DC: Well, like you said, it was so unfortunate, and now people are questioning their safety and the safety of their children when they go to a show. I just think it’s important for everyone to come together for this, because it’s a terrible event, and I honestly believe that music is an escape. It’s so unfortunate that, you know, you go to that show as an escape, and something like that happens. But we all have to remind ourselves that one show, one horrible event, stops us from doing what we love. I think it’s important that we’re all aware, and that we know we have to be safe, but I think, don’t stop going to shows, don’t stop playing shows if you’re a band, just, you know, be aware.
PS: You guys are living proof of that, being on tour now. What’s in store for The Stolen after this tour and after the holiday rush?
DC: We’re always writing, and we always have an acoustic guitar on the road. So when we have free time, and no one’s doing school work, we’ll sit down and write. We always plan on touring, but after this tour, we’ll probably continue writing, although we already have a bunch of songs. But we want to write way more, and narrow it down to the songs that we think best suit an album, then we’ll record, tour, more writing, more touring. It’s basically the same, we just try to go harder every time.
PS: Speaking of the holidays, is there anything special on the gift list? I know there’s normally always something in the back of everyone’s mind.
DC: Oh, man! I don’t even know! Let’s see…this is tough. A PS4? Or maybe a new mic? Like, I’m not really sure [laughs]. I haven’t put too much thought into it. I was talking to my mom the other day, and she asked me, “What do you want for Christmas?” And I’m like, “I don’t know! I’m twenty years old! I don’t even know if I need anything!” I’m sure as the time comes, I’ll have something in the back of my head.
PS: Normally I hear a lot of bands say they demand homemade food for Christmas.
DC: Oh my god, yes! Touring is great, but sometimes, when you get to go home and sleep in your own bed, or eat homemade food, like, Thanksgiving, I can’t wait! We get home right before Thanksgiving, so you go from being on tour and going from restaurant to restaurant to sitting at home with your family to a nice home-cooked meal, it will be awesome.
PS: That and no more sleeping in bunks, you can wash your clothes, etc. It’s a big deal.
DC: Definitely. Like, for a Christmas list, I don’t really have anything, but for after the holidays, doing my laundry on a regular basis, eating home-cooked meals, and getting to sleep in my bed, that’s my Christmas list!
PS: Just go home with your tour bag, hand it to your mom and be like, “Happy Christmas. Thanks!”
DC: [laughs] Hand it off, be like, “That’s my Christmas present!” I kid, I do my own laundry, so I’d feel so guilty. I’d do it, walk away, and then come back, and just be like, “I’m just kidding, I’ll do it. I’ll go throw it in the wash now.” I’d feel guilty.

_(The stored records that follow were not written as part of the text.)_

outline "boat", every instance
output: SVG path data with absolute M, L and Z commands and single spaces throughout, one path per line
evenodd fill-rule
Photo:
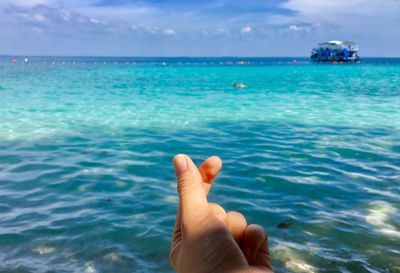
M 355 63 L 358 56 L 358 44 L 352 41 L 329 41 L 318 44 L 312 50 L 311 59 L 319 63 Z

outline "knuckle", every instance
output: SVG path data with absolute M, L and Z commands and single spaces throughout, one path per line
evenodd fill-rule
M 224 210 L 224 208 L 223 207 L 221 207 L 220 205 L 218 205 L 217 203 L 212 203 L 212 202 L 210 202 L 210 203 L 208 203 L 208 206 L 210 207 L 210 209 L 213 211 L 213 212 L 223 212 L 223 213 L 226 213 L 225 212 L 225 210 Z
M 178 181 L 177 190 L 181 198 L 192 193 L 195 189 L 196 185 L 187 180 L 181 179 Z
M 244 217 L 243 214 L 241 214 L 240 212 L 237 211 L 230 211 L 227 213 L 229 219 L 232 219 L 233 221 L 237 222 L 237 223 L 241 223 L 243 225 L 247 226 L 247 220 L 246 217 Z
M 228 212 L 228 214 L 232 217 L 237 217 L 237 218 L 243 218 L 244 219 L 244 215 L 241 214 L 240 212 L 237 211 L 230 211 Z

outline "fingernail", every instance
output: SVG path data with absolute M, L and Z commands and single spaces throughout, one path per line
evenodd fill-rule
M 177 155 L 174 159 L 175 171 L 178 176 L 185 172 L 188 168 L 186 157 L 184 155 Z

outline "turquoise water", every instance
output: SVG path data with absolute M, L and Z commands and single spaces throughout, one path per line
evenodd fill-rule
M 172 272 L 177 153 L 223 159 L 277 272 L 400 272 L 400 60 L 12 59 L 0 272 Z

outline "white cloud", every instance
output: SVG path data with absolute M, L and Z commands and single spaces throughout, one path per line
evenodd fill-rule
M 167 28 L 166 30 L 164 30 L 164 34 L 165 35 L 175 35 L 175 30 L 173 30 L 172 28 Z
M 296 12 L 308 21 L 332 24 L 364 24 L 366 17 L 375 17 L 378 21 L 399 18 L 400 3 L 395 0 L 288 0 L 281 5 Z
M 151 20 L 161 17 L 158 11 L 152 7 L 77 7 L 74 11 L 88 17 L 104 18 L 106 20 L 123 21 L 126 23 L 135 23 L 141 21 L 150 24 Z M 133 21 L 134 20 L 134 21 Z
M 172 8 L 172 5 L 159 5 L 155 3 L 159 1 L 149 0 L 114 2 L 124 5 L 97 5 L 99 2 L 0 0 L 0 40 L 17 36 L 23 40 L 25 36 L 19 33 L 35 32 L 42 33 L 40 37 L 49 41 L 68 36 L 69 41 L 84 45 L 86 40 L 90 40 L 87 37 L 92 35 L 110 41 L 108 47 L 113 48 L 113 52 L 123 54 L 121 52 L 126 52 L 126 48 L 132 48 L 132 40 L 137 48 L 142 46 L 146 51 L 150 50 L 149 40 L 186 37 L 189 42 L 176 45 L 172 48 L 173 52 L 182 50 L 200 55 L 199 52 L 208 52 L 212 48 L 213 54 L 246 54 L 250 48 L 246 43 L 255 41 L 251 46 L 254 52 L 262 55 L 267 50 L 271 54 L 304 55 L 317 41 L 335 38 L 358 41 L 364 56 L 399 54 L 396 46 L 400 37 L 400 0 L 279 0 L 271 1 L 281 3 L 276 4 L 278 9 L 272 7 L 275 4 L 268 4 L 272 9 L 262 15 L 261 10 L 254 12 L 253 7 L 265 6 L 265 0 L 217 0 L 214 4 L 206 1 L 191 5 L 190 8 Z M 229 8 L 232 5 L 242 6 L 243 12 L 233 13 Z M 248 7 L 252 8 L 246 9 Z M 281 9 L 287 12 L 281 12 Z M 110 32 L 113 35 L 105 35 Z M 215 39 L 200 40 L 199 37 L 203 36 Z M 271 42 L 268 45 L 264 43 L 266 36 L 274 38 L 269 40 Z M 116 43 L 118 39 L 123 42 Z M 120 46 L 125 41 L 129 46 Z M 296 47 L 293 47 L 295 43 Z M 32 48 L 36 44 L 40 43 L 35 42 Z M 157 48 L 158 44 L 154 44 L 154 48 Z M 87 43 L 86 46 L 90 48 L 93 44 Z M 105 43 L 102 48 L 106 47 Z M 81 47 L 77 48 L 79 51 Z M 378 51 L 381 48 L 385 48 L 385 52 Z M 53 50 L 52 47 L 49 50 Z M 68 50 L 65 49 L 66 52 Z
M 60 15 L 61 18 L 65 21 L 65 22 L 69 22 L 71 20 L 71 12 L 65 9 L 62 9 L 60 11 Z
M 36 22 L 44 22 L 44 21 L 46 21 L 46 18 L 44 18 L 44 16 L 41 14 L 34 14 L 32 16 L 32 20 L 36 21 Z
M 39 4 L 48 4 L 49 0 L 1 0 L 0 5 L 15 5 L 20 7 L 33 7 Z
M 218 28 L 215 31 L 213 31 L 213 34 L 217 35 L 217 36 L 225 36 L 225 37 L 227 37 L 227 36 L 230 36 L 231 30 L 227 29 L 227 28 Z
M 250 26 L 244 27 L 242 28 L 242 30 L 240 31 L 241 33 L 250 33 L 252 32 L 252 28 Z
M 217 33 L 229 33 L 229 32 L 230 32 L 229 29 L 226 29 L 226 28 L 217 29 Z
M 158 26 L 149 26 L 145 24 L 133 24 L 130 25 L 130 28 L 133 32 L 136 33 L 147 33 L 147 34 L 152 34 L 152 35 L 168 35 L 168 36 L 173 36 L 176 35 L 176 31 L 172 28 L 166 28 L 162 29 Z
M 18 21 L 25 21 L 28 23 L 42 23 L 46 21 L 46 18 L 42 14 L 32 13 L 30 11 L 17 11 L 15 13 L 8 12 L 8 16 L 9 20 L 12 20 L 12 17 L 15 16 Z
M 90 18 L 89 21 L 90 21 L 92 24 L 95 24 L 95 25 L 108 25 L 108 22 L 107 22 L 107 21 L 105 21 L 105 20 L 99 20 L 99 19 L 96 19 L 96 18 Z
M 311 28 L 307 26 L 290 25 L 287 30 L 290 32 L 309 32 Z
M 148 33 L 151 33 L 151 34 L 157 34 L 158 31 L 160 30 L 159 27 L 153 27 L 153 26 L 145 26 L 144 28 Z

PS: Aww, so you’re the good son.
DC: I try to be.
PS: So my last question needs an asterisk, because I don’t want anyone thinking that this is a threat…
PS: This is in no way a threat on your life, anything you hold near and dear, etc. But if this was your last conversation, and you knew you could choose your last words, what would they be and why?
DC: Um…wow. That’s tough, but it’s interesting. I can understand why people panic. [laughs] I guess I would want it to be more towards my family, but for the person to know the person that I am. Man, this is tough. I guess a piece of advice for anyone, “Just do what makes you happy.” As an individual, I believe it’s important to do something that makes you happy. Being able to tour with this band and see places that I never thought I’d see before, I guess I’ve always been happy, and I guess I just want people to know I was happy.